Today, even though I had a great brunch with family, I was feeling so ill at ease. It night seem strange, because you are supposed enjoy the time with your loved ones. As I got my first cup of coffee, I realized that my husband was at work today and my mother was gone. It felt so irregular without my Mother-in-Law Linda, and the rest of the family as well. Just so many differences. My mother loved Easter, and still bought candy for us, even as we became adults. Of course that candy, eventually, came with flowers as we grew up. My Mother-in-Law would have dinner with us and my Father-in-Law, Sister-in-Law, and Brother-in-Law, and Mom would have Dad, Lenore, Tim, Don and I for brunch at the restaurant of our choosing earlier that day. I can even recall when I was a kid going to Easter breakfast at my grandmother's house. That was always an elaborate banquet of food.

The wind up for Easter, in my family, was never the same pomp and circumstance as Christmastime, although you had the annual Allaire State Park Easter Egg Hunt, which was always fun. You had your visit to the Easter Bunny, which resulted in a coloring book, maybe some candy, and a healthy fear of people in rabbit costumes.

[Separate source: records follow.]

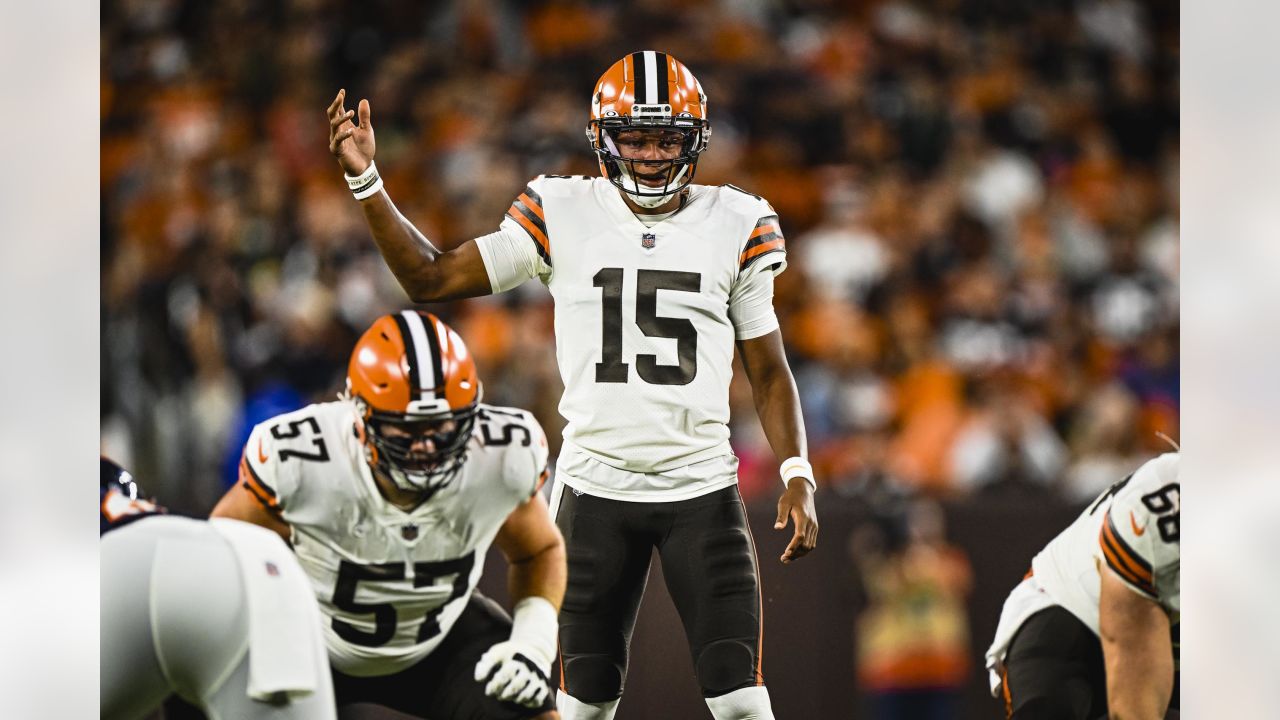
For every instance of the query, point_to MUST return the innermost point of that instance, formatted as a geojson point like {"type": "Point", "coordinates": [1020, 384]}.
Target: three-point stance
{"type": "Point", "coordinates": [1092, 630]}
{"type": "Point", "coordinates": [654, 279]}
{"type": "Point", "coordinates": [391, 497]}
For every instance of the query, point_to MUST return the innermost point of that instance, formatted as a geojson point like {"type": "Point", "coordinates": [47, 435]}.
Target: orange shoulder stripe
{"type": "Point", "coordinates": [255, 484]}
{"type": "Point", "coordinates": [1123, 560]}
{"type": "Point", "coordinates": [535, 205]}
{"type": "Point", "coordinates": [535, 232]}
{"type": "Point", "coordinates": [760, 250]}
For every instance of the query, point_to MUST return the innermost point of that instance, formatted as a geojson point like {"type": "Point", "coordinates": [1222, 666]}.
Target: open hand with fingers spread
{"type": "Point", "coordinates": [350, 142]}
{"type": "Point", "coordinates": [796, 504]}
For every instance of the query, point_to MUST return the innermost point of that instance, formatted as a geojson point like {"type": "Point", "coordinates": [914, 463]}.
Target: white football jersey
{"type": "Point", "coordinates": [1133, 528]}
{"type": "Point", "coordinates": [389, 582]}
{"type": "Point", "coordinates": [645, 317]}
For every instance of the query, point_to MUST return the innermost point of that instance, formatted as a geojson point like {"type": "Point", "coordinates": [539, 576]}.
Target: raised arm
{"type": "Point", "coordinates": [777, 402]}
{"type": "Point", "coordinates": [425, 273]}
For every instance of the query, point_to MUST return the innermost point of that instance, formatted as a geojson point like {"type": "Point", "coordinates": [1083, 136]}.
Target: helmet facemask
{"type": "Point", "coordinates": [420, 454]}
{"type": "Point", "coordinates": [626, 173]}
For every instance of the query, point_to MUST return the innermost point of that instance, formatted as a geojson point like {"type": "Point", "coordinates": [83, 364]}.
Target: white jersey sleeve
{"type": "Point", "coordinates": [265, 466]}
{"type": "Point", "coordinates": [764, 246]}
{"type": "Point", "coordinates": [762, 255]}
{"type": "Point", "coordinates": [1139, 537]}
{"type": "Point", "coordinates": [525, 464]}
{"type": "Point", "coordinates": [521, 249]}
{"type": "Point", "coordinates": [750, 306]}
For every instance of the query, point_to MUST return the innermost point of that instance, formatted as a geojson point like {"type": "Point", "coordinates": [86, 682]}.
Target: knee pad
{"type": "Point", "coordinates": [593, 678]}
{"type": "Point", "coordinates": [743, 703]}
{"type": "Point", "coordinates": [725, 665]}
{"type": "Point", "coordinates": [574, 709]}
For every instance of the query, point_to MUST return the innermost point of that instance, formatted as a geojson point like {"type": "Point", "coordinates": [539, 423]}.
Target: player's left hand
{"type": "Point", "coordinates": [516, 673]}
{"type": "Point", "coordinates": [796, 504]}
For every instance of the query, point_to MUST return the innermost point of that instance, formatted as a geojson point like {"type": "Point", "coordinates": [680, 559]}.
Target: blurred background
{"type": "Point", "coordinates": [981, 200]}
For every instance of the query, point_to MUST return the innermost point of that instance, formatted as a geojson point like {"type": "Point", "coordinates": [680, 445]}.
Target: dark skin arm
{"type": "Point", "coordinates": [1138, 650]}
{"type": "Point", "coordinates": [535, 554]}
{"type": "Point", "coordinates": [777, 402]}
{"type": "Point", "coordinates": [240, 504]}
{"type": "Point", "coordinates": [425, 273]}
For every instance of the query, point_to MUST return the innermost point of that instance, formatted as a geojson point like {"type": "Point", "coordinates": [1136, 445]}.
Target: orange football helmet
{"type": "Point", "coordinates": [417, 393]}
{"type": "Point", "coordinates": [648, 90]}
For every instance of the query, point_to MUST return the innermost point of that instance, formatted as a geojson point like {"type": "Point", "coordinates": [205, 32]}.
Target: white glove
{"type": "Point", "coordinates": [519, 669]}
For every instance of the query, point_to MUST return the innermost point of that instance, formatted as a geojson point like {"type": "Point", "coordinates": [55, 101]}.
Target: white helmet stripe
{"type": "Point", "coordinates": [420, 350]}
{"type": "Point", "coordinates": [650, 77]}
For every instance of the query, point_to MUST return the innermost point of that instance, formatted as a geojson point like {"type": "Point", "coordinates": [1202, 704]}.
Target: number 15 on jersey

Most of them just smelled like dust and pee. Santa, was much the same in the smell department, with a less menacing face. Santa got NORAD and transportation to deliver frivolous amounts of toys, and the Easter Bunny encourages the consumption of tooth rotting, weight gaining candy by giving baskets of it away.

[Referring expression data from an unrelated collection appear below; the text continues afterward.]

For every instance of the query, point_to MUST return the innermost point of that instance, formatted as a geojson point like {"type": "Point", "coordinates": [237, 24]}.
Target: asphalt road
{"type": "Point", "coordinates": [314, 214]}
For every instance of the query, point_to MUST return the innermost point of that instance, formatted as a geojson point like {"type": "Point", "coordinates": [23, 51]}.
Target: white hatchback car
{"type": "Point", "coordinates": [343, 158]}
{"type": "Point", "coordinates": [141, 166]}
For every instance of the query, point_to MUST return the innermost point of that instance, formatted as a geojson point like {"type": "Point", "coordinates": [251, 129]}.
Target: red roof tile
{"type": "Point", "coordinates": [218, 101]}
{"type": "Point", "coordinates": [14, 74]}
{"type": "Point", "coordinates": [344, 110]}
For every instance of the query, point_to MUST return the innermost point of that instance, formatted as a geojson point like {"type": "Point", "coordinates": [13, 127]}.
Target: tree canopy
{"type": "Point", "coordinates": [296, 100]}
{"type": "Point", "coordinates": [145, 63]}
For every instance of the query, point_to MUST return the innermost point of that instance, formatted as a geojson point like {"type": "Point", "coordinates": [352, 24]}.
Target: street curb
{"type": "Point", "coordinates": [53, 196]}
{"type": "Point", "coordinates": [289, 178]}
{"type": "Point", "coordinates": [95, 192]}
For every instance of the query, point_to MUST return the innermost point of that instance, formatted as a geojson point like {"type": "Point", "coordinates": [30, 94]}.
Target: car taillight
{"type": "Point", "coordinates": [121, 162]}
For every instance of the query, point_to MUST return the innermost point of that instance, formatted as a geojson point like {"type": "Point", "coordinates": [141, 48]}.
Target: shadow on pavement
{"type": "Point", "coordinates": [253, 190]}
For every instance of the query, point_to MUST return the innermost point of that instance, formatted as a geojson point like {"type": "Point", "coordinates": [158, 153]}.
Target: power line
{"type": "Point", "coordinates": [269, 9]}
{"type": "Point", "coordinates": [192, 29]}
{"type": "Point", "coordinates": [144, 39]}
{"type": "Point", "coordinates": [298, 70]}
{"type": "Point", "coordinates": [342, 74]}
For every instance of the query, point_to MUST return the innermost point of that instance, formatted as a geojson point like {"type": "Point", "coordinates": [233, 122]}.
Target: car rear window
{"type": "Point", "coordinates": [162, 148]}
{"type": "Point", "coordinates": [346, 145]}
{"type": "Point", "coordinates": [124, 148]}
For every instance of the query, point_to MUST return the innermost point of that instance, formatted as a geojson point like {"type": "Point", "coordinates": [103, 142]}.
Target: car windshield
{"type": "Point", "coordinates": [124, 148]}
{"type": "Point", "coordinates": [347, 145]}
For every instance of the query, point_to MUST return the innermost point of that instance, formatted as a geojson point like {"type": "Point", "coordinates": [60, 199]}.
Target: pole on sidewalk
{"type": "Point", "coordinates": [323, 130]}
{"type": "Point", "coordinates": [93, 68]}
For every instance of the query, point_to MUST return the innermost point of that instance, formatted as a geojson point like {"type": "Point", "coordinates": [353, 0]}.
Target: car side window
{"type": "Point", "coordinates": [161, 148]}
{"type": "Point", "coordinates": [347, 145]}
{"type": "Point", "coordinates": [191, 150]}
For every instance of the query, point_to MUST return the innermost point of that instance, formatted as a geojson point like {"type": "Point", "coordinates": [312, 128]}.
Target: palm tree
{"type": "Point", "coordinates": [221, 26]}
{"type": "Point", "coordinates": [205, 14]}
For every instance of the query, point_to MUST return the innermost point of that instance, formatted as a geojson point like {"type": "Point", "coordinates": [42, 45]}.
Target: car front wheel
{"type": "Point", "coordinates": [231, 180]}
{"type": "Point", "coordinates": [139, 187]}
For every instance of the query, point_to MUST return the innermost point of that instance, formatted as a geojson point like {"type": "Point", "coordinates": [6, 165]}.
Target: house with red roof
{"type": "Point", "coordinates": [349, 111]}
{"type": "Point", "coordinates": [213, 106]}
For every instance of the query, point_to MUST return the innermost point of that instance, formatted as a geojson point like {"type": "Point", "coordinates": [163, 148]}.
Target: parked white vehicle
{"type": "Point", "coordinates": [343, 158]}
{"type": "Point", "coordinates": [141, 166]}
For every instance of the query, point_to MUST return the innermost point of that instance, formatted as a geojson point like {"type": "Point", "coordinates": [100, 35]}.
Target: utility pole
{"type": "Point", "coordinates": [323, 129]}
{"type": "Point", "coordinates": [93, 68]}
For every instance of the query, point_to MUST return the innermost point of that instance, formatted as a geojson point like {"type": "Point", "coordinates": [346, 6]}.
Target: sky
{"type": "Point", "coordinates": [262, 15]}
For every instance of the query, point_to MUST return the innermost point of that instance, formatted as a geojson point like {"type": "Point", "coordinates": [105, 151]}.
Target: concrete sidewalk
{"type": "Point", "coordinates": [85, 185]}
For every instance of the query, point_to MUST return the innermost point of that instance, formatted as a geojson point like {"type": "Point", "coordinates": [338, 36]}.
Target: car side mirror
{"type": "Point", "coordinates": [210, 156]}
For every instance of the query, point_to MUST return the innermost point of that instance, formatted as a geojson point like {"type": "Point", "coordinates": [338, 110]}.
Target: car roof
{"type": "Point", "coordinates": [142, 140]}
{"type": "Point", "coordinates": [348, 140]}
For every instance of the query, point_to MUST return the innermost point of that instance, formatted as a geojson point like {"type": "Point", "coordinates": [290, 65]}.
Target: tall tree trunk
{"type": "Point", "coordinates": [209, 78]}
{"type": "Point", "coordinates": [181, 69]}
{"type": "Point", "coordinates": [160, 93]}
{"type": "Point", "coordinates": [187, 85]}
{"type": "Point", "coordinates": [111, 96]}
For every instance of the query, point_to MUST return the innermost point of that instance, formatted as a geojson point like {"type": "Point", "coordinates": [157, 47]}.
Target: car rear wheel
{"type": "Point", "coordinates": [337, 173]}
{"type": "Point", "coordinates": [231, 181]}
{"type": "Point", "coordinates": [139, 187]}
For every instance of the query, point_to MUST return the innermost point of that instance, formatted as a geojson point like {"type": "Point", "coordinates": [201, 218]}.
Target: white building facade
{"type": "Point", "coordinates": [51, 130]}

Easter was easy, because I didn't have to make a list. Christmas is when you poured through the Toys "R" Us circulars and chart which toys you absolutely wanted under that tree. Most of the time parents just picked the ones they could afford or chose evenly for the both of us and then call it quits when it came to that holiday. Whereas on Easter, they pretty much bought two gorgeous baskets and a basket in the middle to share. I used to call that the community basket. A great deal of the candy was Russell Stover, which was Mom's favorite. I'm convinced it was her segue into sampling some of the marshmallow bunnies.

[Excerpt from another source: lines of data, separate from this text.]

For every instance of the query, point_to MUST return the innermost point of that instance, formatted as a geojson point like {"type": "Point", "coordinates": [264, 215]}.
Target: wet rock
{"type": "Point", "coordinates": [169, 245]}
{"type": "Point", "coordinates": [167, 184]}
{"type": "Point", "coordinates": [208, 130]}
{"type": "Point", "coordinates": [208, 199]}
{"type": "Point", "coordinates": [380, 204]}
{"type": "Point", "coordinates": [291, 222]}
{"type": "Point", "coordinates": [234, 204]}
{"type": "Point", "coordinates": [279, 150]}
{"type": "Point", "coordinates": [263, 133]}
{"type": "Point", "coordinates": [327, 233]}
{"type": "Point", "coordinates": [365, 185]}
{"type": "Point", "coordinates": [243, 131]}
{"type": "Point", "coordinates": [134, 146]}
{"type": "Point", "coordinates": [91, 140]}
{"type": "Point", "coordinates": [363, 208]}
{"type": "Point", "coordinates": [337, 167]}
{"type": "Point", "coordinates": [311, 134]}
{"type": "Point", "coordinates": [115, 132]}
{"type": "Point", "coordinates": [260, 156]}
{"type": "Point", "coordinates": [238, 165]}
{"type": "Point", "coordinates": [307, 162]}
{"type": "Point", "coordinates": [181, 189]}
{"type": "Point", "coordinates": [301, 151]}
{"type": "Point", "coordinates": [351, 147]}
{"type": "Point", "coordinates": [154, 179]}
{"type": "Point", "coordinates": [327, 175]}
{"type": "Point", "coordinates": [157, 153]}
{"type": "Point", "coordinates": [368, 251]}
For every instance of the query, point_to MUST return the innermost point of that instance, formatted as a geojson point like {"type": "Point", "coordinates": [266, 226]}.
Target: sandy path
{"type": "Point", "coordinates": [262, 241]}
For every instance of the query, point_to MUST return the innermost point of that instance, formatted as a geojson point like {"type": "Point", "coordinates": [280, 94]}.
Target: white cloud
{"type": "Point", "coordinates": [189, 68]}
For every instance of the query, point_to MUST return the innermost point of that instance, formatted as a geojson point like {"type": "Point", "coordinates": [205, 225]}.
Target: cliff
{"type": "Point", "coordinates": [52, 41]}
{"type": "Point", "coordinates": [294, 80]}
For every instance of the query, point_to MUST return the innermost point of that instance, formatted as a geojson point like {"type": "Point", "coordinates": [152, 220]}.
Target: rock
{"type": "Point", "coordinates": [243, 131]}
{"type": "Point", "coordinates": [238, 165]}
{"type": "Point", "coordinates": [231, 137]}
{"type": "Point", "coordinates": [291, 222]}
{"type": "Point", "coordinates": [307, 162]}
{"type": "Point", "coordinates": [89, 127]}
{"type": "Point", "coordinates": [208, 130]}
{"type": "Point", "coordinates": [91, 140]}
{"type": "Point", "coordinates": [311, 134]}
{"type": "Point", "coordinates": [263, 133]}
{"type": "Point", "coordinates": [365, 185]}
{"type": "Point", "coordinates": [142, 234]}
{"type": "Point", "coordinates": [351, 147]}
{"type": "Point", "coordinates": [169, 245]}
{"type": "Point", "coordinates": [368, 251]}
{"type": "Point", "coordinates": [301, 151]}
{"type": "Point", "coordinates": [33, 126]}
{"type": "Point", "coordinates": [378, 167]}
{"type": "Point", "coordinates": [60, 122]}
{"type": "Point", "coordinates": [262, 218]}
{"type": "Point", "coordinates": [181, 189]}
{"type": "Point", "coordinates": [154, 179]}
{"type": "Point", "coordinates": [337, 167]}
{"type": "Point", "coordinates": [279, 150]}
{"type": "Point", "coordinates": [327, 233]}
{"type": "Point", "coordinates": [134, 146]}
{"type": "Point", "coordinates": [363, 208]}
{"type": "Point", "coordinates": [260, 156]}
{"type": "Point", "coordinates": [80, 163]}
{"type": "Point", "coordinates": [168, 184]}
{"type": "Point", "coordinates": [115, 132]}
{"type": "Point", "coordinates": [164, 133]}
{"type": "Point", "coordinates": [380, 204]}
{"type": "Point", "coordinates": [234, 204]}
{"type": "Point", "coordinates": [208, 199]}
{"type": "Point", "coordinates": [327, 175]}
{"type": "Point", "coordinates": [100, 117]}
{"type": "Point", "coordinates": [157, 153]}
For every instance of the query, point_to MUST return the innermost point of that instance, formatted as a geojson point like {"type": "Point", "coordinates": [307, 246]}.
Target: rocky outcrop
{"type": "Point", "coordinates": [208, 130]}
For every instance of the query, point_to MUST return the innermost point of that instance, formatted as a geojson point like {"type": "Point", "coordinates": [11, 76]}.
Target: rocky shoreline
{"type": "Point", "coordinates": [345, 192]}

Everything, when it came to these points in the year, was surrounded with love and, even though I'm not religious, I still feel that void. Holidays were a special time for my Mother and she took great pains to make everyone feel special. She had this unwavering faith that everything she did had a purpose and that a higher power always had a plan for everyone. I don't think that's true, because she definitely had her own order. The holidays were always the way she planned them, even when I was hosting them, and it seems so alien to have it any other way now.